Após três dias da campanha russa sobre a Ucrânia, e diante da reação internacional de repúdio à invasão, Putin declarou que as forças nucleares russas seriam colocadas em elevado estado de alerta. Essa afirmação sinaliza uma ameaça de que, caso haja envolvimento mais intenso da Organização do Tratado do Atlântico Norte (OTAN) no conflito, a crise poderá escalar para uma guerra nuclear. Mas não está claro ainda exatamente o que significa, na prática, esse estado de alerta.

As forças nucleares russas são compostas por armamentos estratégicos e táticos. Os armamentos nucleares estratégicos têm maior capacidade explosiva, variando entre 50[1] e 800 ktons[2]. Esses armamentos também são associados a veículos de entrega de maior alcance, como mísseis balísticos intercontinentais (ICBMs), mísseis lançados por submarinos (SLBMs) e bombardeiros estratégicos. Por outro lado, os armamentos nucleares táticos têm, em média, menor capacidade explosiva (usualmente entre 10 e 100 ktons) e são associados a veículos de entrega de menor alcance, como mísseis balísticos de médio alcance (MRBMs) e mísseis de cruzeiro.

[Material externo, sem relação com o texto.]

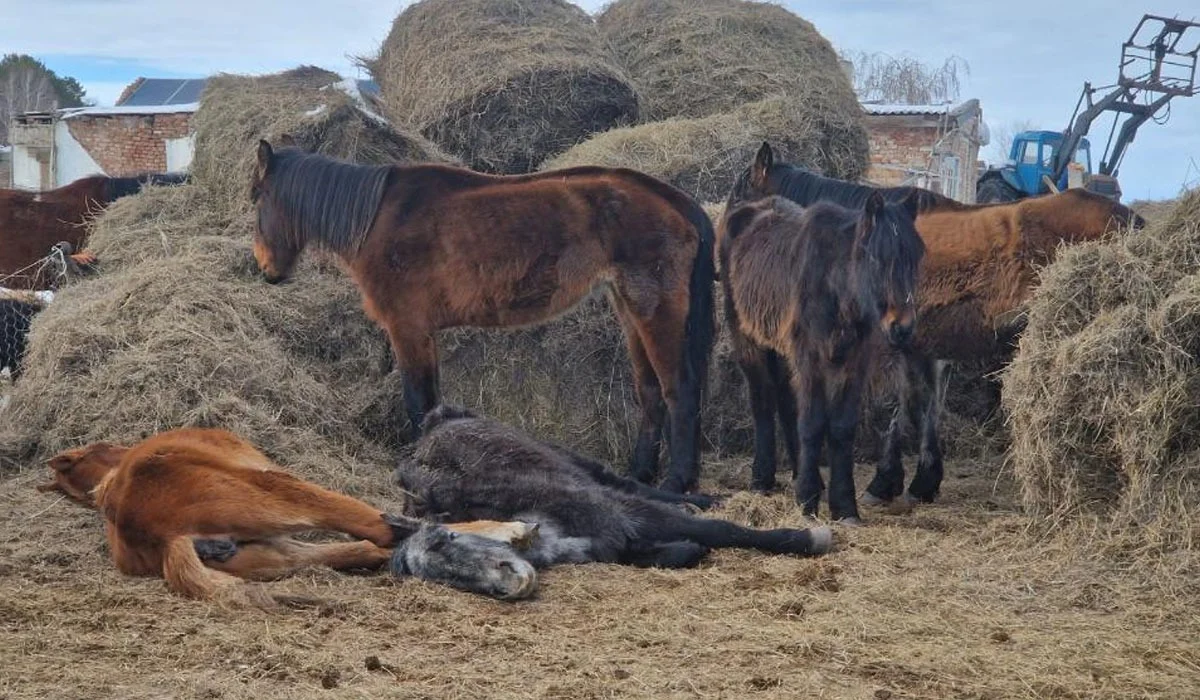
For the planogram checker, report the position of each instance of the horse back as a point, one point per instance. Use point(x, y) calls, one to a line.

Parte das forças nucleares, especialmente as forças estratégicas, está constantemente em estado de prontidão, podendo ser acionadas em curto intervalo de tempo, em caso de iminência de um ataque contra a Rússia. A declaração de Putin sobre o estado de alerta das forças nucleares tem como principal efeito aumentar a quantidade de ogivas em estado de prontidão, de modo que elas possam ser empregadas mais rapidamente caso haja um agravamento da escalada do conflito.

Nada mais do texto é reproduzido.